You can test it out by creating an S3 Bucket in the Developer Account without access logs and see it be deleted within ~15 seconds (less if the Lambda is warm)
Alerting your developers!
Okay, it’s cool that your environment is more secure by enforcing access logs in the buckets, but it’d be quite weird for a Developer to create an S3 Bucket and it just vanishes out of nowhere, right?
Enters Custodian Mailer!
The Custodian Mailer (a.k.a c7n-mailer) is a plugin for Custodian that enables user notification by email! Note that Cloud Custodian can notify SNS queues without c7n-mailer, but c7n-mailer helps with templating and other cumbersome email configuration.
As this post is already huge, I’m just leaving the documentation for enabling the notifications.
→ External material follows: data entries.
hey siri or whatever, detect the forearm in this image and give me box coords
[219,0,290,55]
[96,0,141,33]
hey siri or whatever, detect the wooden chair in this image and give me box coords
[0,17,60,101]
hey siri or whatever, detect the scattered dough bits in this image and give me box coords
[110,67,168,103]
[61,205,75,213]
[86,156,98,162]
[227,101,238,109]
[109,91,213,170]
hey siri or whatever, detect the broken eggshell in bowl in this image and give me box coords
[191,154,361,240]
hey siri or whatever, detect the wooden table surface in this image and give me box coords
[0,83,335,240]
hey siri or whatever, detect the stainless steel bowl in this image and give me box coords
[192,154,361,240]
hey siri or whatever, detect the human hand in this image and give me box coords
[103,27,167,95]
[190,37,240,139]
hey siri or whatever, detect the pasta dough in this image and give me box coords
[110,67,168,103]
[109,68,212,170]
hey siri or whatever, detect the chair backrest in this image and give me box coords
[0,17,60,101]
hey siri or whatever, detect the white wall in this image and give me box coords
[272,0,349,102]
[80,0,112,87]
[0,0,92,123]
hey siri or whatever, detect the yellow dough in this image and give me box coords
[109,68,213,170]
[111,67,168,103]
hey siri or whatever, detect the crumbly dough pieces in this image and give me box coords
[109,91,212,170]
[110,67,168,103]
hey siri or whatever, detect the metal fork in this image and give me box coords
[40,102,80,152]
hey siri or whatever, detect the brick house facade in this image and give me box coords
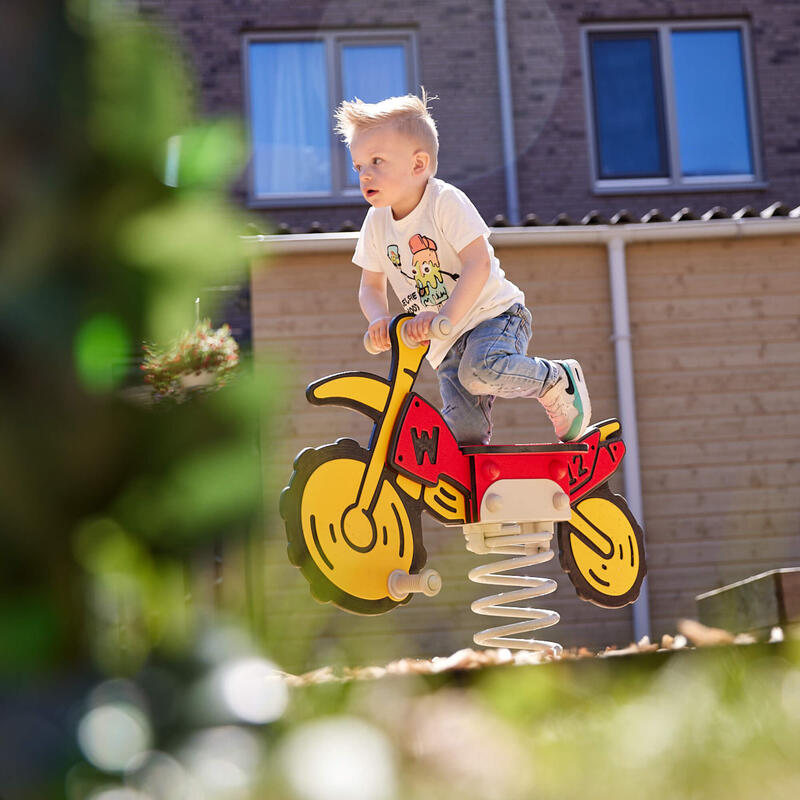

Feel free to follow these steps to implement them.
Monitoring your environment
This example architecture will start monitoring and “fixing” your environment at the point where you’ve deployed your policy.
To monitor the health of your Guardrails Lambda Functions, you can check CloudWatch’s default Lambda metrics for the Functions. With these metrics, you can check the Duration, Errors, ConcurrentExecutions, Invocations, and Throttles metrics:
Monitoring the whole environment at once is the drawback of this architecture, as it is not so straightforward. Each time the Lambda executes, it will override the data in the S3 Bucket, as it uses a common key to store the output.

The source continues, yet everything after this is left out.